Moreover, the alters don’t want either the host or any meddling outsider (like a psychiatrist) to know about them, so they usually come out incognito (answering to the regular name, even though, secretly, they may have their own name).

So how is the diagnosis made? Clues such as puzzling behavioral inconsistencies and memory gaps—the host may know that he or she has a history of memory gaps—will alert the clinician to recognize when an alter does come out. And when the alter is “caught” being out, the alter will often acknowledge who they are and provide information that can be corroborated.

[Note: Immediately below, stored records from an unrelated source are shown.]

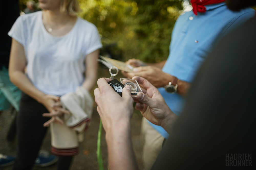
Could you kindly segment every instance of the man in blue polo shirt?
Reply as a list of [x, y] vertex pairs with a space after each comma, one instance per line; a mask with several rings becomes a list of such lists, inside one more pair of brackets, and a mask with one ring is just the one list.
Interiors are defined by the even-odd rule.
[[[219, 3], [224, 1], [191, 1], [193, 10], [181, 15], [175, 23], [167, 60], [152, 64], [131, 59], [127, 63], [138, 67], [133, 72], [122, 72], [130, 78], [135, 75], [144, 77], [158, 88], [169, 107], [178, 115], [183, 110], [184, 96], [205, 58], [224, 35], [255, 13], [251, 8], [232, 11], [224, 2]], [[143, 159], [147, 170], [151, 168], [169, 135], [144, 117], [141, 128], [145, 139]]]

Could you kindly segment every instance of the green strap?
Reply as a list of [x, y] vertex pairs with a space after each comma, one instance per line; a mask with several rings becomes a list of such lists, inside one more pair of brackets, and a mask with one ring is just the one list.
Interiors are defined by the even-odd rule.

How can you recognize that you are speaking to an alter? To give one clinical example, a patient once came to see me for her usual appointment, and immediately expressed outrage about the antidepressant medication that I had been prescribing for some months. She angrily insisted that I discontinue it. This surprised me, because at past appointments she had always praised the medicine and wanted to continue it.

When I remarked on her inexplicable inconsistency, the alter knew that she had been “outed.” And she explained that when the host personality took this medicine, it became very hard for the alter to come out. So the alter would sometimes hide the medicine.

Which reminded me that the patient—the host—had occasionally complained that her medicine would, mysteriously, get misplaced.

Thus, the diagnosis of multiple personality is based on overt behavior, and not on psychoanalytic interpretation. But the “patient” (host personality) will usually deny the diagnosis, and disclaim the behavior upon which the diagnosis was based, since, after all, the host doesn't remember it; and, moreover, the host doesn’t like the whole idea.

Indeed, if, prematurely, you try to prove to the host that they have multiple personality—e.g., by telling the host about a specific item that is hidden in a specific drawer at home, which the alter had told me about—then when they go home and are shocked to find that very item in that very drawer, they may drop out of treatment.